Muito menos para falar coisas absurdas de pessoas inocentes que estão apenas vivendo suas vidas e sendo felizes. Misoginia não é engraçado, racismo não é engraçado, xenofobia não é engraçado, homofobia não é engraçado. E ser um babaca também não.
Para concluir nosso módulo introdutório de Como Não Ser um Babaca 101, eu decidi trazer algumas sugestões para jovens atletas que estão sem o que fazer na quarentena, já que não têm filho para trocar as fraldas ou ajudar com o dever de casa, a fim de evitar que eles percam tempo falando absurdos em grupos de conversas. Vejamos:
- Ler um livro que não envolva hockey, esporte, autoajuda ou que tenha figuras (caso você viva em uma caverna e não saiba o que são livros, estamos abertas a indicar boas leituras);
- Treinar coreografias do Tik Tok (além de ser uma atividade física divertida, vai te fazer usar a criatividade para algo melhor do que ofensas gratuitas);
- Aprender a tocar violão e fazer uma live só com o repertório do Nickelback (acho que essa só funciona para canadenses – ou para o vestiário do Carolina Hurricanes);
- Tricotar botinhas no formato de patins para seus pets; (ou, se não tem um pet, arrume um. Vai ser uma boa companhia e você vai aprender como é cuidar de alguma coisa que pode te ensinar o que é amizade de verdade);
- Escreva um livro (tenho certeza que você tem mais para contar do que com quem você dormiu no verão de 2011);
- Literalmente qualquer coisa que não envolva comentários asquerosos e preconceituosos.

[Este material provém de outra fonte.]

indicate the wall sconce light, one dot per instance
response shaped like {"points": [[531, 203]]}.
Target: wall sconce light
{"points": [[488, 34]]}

Se mesmo com tantas opções de coisas para fazer o jovem atleta ainda decidir ser um babaca, ele merece sim sofrer as consequências por isso. Como a pessoa adulta que é. Afinal, jogar hockey em alto nível pode ser a realização de um sonho de criança, mas o mundo em que vivemos é o mundo dos adultos.
Lembrem-se sempre: não é legal ser babaca, então não seja um. Eu juro que é bem fácil, é só você tentar, ou melhor, não ser.